Russia must 'stop talking and start acting': US vice president
By Nedra Pickler, AP
April 23, 2014, 12:08 am TWN
KIEV, Ukraine -- U.S. Vice President Joe Biden warned Russia on Tuesday that "it's time to stop talking and start acting" to reduce tension in Ukraine, offering a show of support for the besieged nation as an international agreement aimed at stemming its ongoing crisis appeared in doubt.
Standing alongside acting Ukrainian Prime Minister Arseniy Yatsenyuk, Biden called on Moscow to encourage pro-Russia separatists in eastern Ukraine to vacate government buildings and checkpoints, accept amnesty and "address their grievances politically."
Biden said Russia needs to act "without delay," adding, "We will not allow this to become an open-ended process."
Yatsenyuk was harsher in his characterization of Russia. "No country should be able to behave like an armed bandit," he said. "Russia should stick to its international commitments and obligations. They should not behave as gangsters in the modern century."
Money for Ukraine
Biden also announced the United States will provide an additional US$50 million to help Ukraine's beleaguered government with political and economic reforms.
The money includes US$11 million to help conduct the May 25 presidential election, including voter education, administration and oversight. It also will help fund expert teams from U.S. government agencies to help Ukraine to reduce its reliance on energy supplies from Russia. Other technical advisers will help fight corruption.

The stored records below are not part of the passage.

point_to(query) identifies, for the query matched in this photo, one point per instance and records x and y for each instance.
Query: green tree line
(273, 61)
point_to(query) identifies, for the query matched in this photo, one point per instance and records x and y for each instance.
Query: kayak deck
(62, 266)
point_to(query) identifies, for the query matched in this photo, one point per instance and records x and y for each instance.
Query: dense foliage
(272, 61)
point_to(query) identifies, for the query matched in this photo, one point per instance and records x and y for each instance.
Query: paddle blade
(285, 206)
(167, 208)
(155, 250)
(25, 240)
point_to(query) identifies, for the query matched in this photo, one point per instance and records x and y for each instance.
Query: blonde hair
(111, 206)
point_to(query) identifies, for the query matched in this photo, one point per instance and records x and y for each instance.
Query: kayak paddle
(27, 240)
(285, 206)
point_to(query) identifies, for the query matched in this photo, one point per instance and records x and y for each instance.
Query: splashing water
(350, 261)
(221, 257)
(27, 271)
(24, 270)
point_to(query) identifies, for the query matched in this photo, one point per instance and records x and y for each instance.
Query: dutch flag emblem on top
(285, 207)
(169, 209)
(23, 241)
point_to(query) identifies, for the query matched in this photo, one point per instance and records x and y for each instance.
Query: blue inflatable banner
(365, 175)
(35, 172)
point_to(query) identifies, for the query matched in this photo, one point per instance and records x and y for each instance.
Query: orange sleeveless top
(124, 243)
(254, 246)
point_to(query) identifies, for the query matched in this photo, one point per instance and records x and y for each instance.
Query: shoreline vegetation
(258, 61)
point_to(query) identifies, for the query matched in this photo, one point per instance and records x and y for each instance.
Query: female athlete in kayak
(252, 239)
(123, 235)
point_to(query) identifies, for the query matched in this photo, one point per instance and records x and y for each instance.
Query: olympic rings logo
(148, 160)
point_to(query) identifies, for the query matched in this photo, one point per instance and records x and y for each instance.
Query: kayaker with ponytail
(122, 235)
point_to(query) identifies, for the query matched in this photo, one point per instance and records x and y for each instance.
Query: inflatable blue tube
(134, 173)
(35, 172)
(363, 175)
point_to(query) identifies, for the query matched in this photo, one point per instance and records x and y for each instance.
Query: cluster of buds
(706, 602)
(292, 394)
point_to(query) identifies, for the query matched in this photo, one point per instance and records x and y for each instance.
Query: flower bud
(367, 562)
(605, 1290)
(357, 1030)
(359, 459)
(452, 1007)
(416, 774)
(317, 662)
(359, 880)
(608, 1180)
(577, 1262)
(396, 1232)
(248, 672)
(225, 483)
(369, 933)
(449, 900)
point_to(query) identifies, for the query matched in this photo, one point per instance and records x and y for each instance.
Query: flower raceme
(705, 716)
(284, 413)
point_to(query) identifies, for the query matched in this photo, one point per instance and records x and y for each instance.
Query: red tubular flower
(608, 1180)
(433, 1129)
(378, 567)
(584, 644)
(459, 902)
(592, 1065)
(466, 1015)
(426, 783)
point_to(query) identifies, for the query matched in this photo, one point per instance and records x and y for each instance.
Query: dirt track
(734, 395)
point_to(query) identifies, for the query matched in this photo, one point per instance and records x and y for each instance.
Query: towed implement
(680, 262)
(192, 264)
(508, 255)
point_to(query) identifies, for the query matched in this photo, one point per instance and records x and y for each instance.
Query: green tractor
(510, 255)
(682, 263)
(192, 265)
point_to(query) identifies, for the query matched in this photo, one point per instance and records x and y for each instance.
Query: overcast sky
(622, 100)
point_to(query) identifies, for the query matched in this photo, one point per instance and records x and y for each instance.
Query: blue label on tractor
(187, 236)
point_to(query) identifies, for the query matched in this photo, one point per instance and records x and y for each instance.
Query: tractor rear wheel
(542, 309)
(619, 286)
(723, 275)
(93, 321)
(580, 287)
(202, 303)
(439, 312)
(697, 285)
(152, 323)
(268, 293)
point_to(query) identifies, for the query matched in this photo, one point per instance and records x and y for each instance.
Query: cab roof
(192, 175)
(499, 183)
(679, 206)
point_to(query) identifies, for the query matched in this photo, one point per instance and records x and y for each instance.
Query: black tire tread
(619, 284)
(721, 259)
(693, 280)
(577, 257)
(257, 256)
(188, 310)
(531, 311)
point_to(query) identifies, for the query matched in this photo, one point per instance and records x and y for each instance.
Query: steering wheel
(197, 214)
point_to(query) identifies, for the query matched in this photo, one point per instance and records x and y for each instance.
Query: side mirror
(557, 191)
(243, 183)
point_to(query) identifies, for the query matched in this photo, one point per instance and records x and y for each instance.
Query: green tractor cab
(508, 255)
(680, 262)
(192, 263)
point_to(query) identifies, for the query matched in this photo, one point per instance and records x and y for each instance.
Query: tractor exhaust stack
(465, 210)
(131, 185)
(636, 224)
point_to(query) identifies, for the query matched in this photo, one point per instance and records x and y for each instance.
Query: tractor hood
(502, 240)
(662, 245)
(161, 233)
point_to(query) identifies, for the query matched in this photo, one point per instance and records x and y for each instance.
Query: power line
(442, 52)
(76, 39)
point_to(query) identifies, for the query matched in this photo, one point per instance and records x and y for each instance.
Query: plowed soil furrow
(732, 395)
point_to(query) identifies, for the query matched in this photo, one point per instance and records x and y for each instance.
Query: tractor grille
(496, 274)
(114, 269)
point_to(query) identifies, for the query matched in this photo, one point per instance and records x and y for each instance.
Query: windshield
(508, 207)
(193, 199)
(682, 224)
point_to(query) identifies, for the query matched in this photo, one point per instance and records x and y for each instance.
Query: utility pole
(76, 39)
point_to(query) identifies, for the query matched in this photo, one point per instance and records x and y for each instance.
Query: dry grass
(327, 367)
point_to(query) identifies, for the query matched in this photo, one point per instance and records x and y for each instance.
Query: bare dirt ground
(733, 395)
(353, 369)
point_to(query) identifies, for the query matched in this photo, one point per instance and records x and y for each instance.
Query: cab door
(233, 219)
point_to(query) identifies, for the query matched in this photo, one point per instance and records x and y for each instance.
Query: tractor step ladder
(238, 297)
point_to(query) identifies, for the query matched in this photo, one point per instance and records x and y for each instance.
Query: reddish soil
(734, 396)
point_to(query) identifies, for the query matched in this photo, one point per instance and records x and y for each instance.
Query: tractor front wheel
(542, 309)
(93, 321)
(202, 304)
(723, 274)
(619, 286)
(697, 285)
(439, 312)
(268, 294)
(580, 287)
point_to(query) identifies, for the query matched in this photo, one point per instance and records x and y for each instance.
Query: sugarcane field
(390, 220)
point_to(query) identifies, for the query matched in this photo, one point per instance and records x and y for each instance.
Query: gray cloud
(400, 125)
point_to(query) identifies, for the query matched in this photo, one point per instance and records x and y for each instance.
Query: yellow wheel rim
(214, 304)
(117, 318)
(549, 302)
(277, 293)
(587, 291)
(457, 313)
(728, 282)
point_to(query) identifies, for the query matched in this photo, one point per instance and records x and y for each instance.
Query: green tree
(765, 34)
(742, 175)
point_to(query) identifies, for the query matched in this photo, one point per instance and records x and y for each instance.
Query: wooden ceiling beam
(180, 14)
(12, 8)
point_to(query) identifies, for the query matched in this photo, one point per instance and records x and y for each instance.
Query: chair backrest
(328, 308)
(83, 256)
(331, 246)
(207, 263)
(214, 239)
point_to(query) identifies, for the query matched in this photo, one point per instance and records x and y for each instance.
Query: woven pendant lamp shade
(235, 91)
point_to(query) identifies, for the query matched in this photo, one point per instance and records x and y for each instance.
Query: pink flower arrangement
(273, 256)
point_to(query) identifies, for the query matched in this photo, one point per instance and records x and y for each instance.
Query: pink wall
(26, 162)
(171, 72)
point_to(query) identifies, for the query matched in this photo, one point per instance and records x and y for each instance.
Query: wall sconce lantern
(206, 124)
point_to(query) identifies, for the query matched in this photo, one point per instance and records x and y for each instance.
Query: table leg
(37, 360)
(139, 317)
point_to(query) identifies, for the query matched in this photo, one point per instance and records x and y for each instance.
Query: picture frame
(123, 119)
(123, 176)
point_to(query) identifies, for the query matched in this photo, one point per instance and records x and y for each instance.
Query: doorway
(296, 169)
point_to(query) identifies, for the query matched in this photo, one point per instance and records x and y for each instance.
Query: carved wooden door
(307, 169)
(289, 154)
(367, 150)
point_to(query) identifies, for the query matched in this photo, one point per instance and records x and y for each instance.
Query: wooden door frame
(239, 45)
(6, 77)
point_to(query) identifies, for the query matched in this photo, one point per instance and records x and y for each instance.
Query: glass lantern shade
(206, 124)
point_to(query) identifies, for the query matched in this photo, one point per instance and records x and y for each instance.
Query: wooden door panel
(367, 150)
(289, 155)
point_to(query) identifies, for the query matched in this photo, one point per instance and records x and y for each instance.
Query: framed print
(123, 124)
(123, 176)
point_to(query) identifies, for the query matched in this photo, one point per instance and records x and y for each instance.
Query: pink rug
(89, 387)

The White House also announced US$8 million in non-lethal military assistance for the Ukrainian armed forces, including bomb-disposal equipment, communications gear and vehicles.
In the most high-level visit of a U.S. official since the crisis erupted, Biden met privately with Yatsenyuk and acting Ukrainian President Oleksandr Turchynov. He also met with democracy activists and spoke to TV cameras to tell the people of eastern Ukraine he had urged the nation's leaders to keep reaching out to them.
"I know the men and women who hide behind masks and unmarked uniforms, they do not speak for you," he said.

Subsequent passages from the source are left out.